Langkah konkret untuk menciptakan gerenasi kreatif dan mandiri tersebut adalah dengan terus memulainya. Program-program yang mengarah agar generasi bangsa kreatif dan mandiri mesti fokus dan berkelanjutan mesti tidak dianggap “ngetren”, tidak viral, tidak praktis dan tidak instan. Menumbuhkan daya literasi secara universal adalah kunci dalam menciptakan generasi yang kreatif dan mandiri. Bukan sebaliknya, generasi yang terperangkap dari kesadaran dan daya pikir yang dipengaruhi oleh platform video pendek dan berorientasi pada jumlah follower. Sungguh kuantitas yang dominan tidak menentukan kualitas. Sebab yang kuantitas itu mengarah pada cara kerja pasar bebas.
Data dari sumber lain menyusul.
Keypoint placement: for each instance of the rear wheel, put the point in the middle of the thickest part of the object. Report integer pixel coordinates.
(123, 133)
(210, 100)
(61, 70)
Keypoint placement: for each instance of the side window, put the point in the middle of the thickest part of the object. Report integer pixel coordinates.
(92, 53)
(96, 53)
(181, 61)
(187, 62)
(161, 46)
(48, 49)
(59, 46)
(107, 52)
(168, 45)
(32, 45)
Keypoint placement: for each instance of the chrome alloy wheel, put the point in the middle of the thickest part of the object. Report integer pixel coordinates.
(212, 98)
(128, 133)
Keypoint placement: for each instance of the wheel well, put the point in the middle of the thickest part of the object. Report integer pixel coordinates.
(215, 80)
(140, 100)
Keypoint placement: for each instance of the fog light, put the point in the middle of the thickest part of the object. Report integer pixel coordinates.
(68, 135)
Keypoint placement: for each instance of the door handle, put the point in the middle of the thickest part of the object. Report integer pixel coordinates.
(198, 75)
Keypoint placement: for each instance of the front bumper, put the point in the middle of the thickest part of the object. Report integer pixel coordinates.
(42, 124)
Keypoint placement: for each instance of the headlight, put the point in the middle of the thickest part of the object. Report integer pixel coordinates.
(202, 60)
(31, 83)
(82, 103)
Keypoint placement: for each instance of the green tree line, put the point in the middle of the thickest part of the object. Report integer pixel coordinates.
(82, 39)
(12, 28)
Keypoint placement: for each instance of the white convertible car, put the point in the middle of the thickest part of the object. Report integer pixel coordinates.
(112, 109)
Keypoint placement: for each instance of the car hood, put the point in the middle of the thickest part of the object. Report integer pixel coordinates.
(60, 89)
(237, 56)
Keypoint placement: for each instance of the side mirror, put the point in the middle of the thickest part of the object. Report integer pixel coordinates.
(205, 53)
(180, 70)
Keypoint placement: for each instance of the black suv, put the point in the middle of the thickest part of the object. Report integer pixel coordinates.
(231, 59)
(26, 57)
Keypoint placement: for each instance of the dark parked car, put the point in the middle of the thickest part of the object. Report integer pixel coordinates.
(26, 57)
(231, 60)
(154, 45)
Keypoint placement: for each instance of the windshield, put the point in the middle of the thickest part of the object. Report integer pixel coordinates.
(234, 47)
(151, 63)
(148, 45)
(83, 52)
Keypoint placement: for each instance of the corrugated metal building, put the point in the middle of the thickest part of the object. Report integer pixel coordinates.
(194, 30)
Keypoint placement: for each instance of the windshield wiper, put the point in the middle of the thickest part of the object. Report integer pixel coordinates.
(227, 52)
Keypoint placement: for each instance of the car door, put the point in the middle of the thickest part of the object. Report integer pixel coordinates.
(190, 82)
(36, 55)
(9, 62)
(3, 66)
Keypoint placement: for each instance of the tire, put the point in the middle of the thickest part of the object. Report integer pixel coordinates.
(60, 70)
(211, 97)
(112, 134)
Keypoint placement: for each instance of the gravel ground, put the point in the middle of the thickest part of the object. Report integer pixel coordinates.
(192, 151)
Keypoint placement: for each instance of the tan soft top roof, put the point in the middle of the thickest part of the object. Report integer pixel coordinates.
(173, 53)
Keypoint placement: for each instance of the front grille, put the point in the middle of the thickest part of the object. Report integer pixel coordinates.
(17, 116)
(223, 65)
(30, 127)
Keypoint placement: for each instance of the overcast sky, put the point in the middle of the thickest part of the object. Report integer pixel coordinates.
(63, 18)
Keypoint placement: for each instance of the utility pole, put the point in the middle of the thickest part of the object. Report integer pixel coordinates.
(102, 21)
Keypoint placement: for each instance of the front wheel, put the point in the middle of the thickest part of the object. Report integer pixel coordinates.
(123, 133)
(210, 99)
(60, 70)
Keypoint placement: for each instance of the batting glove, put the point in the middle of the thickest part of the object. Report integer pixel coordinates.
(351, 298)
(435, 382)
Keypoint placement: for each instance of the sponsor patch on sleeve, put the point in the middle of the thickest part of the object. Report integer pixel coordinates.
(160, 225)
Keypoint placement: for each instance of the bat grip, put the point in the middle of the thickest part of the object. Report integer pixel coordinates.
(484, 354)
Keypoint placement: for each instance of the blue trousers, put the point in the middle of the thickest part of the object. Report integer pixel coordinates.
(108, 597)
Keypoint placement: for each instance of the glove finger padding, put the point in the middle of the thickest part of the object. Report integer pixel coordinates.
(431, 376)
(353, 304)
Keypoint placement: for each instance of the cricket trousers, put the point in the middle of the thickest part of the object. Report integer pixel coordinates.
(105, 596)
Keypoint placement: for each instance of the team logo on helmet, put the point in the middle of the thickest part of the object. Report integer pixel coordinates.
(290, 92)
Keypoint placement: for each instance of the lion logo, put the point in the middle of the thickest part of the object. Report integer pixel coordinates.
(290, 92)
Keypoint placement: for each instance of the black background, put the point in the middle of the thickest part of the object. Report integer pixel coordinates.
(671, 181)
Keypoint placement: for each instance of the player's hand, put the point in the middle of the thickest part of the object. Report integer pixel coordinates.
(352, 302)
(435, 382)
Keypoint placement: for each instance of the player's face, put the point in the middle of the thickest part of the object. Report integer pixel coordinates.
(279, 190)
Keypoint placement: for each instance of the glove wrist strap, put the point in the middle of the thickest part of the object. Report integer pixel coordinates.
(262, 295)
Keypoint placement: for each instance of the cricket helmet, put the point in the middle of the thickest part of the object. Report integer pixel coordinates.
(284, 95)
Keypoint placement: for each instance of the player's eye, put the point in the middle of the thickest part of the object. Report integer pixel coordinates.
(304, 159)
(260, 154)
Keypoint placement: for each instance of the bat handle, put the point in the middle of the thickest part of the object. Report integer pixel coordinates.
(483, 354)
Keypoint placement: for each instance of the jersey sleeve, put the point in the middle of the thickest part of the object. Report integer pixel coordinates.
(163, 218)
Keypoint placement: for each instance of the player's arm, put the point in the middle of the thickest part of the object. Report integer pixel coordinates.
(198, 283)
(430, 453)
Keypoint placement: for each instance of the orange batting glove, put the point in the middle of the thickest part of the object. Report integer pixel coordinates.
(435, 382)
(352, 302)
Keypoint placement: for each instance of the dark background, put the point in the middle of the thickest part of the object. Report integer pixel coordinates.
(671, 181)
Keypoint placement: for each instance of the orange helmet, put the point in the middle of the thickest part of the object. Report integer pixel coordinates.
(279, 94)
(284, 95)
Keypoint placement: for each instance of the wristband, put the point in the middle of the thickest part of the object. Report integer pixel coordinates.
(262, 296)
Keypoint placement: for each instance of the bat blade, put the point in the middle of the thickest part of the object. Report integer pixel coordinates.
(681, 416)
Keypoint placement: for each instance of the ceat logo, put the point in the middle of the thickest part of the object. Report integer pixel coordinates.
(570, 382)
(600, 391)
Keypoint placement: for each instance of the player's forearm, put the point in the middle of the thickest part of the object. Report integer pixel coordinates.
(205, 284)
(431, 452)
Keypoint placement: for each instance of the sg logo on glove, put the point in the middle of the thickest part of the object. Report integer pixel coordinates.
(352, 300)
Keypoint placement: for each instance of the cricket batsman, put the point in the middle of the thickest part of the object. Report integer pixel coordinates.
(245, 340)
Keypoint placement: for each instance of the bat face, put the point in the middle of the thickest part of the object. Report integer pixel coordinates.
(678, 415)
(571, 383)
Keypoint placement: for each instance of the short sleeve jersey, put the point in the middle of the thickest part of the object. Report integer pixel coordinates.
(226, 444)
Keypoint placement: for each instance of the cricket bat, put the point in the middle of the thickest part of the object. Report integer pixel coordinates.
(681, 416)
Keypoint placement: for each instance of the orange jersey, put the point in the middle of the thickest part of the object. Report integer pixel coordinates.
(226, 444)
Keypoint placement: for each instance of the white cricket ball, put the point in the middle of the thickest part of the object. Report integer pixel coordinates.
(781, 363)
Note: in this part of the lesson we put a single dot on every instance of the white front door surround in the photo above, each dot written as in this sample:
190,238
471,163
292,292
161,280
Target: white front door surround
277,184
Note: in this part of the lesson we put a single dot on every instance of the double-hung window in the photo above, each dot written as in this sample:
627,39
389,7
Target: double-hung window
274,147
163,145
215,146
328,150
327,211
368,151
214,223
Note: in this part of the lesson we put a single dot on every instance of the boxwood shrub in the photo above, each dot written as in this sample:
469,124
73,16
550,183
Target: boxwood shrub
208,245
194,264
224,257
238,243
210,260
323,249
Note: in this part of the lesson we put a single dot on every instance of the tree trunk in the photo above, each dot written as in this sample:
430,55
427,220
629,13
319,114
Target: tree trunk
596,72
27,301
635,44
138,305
Artinya, meskipun program-program yang mengarah pada penguatan kreativitas dan kemandirian generasi tidak begitu ramai dan menggiurkan, justru dengan posisi sedemikianlah semua pihak di negeri ini penting untuk memikirkan ulang bagaimana nasib anak bangsa tanpa dibekali daya kreatif dan mandiri. Tentu suram bukan? Bisa jadi negara akan memangsa generasinya sendiri secara bertahap. Oleh karena itu, waspadalah, waspadalah.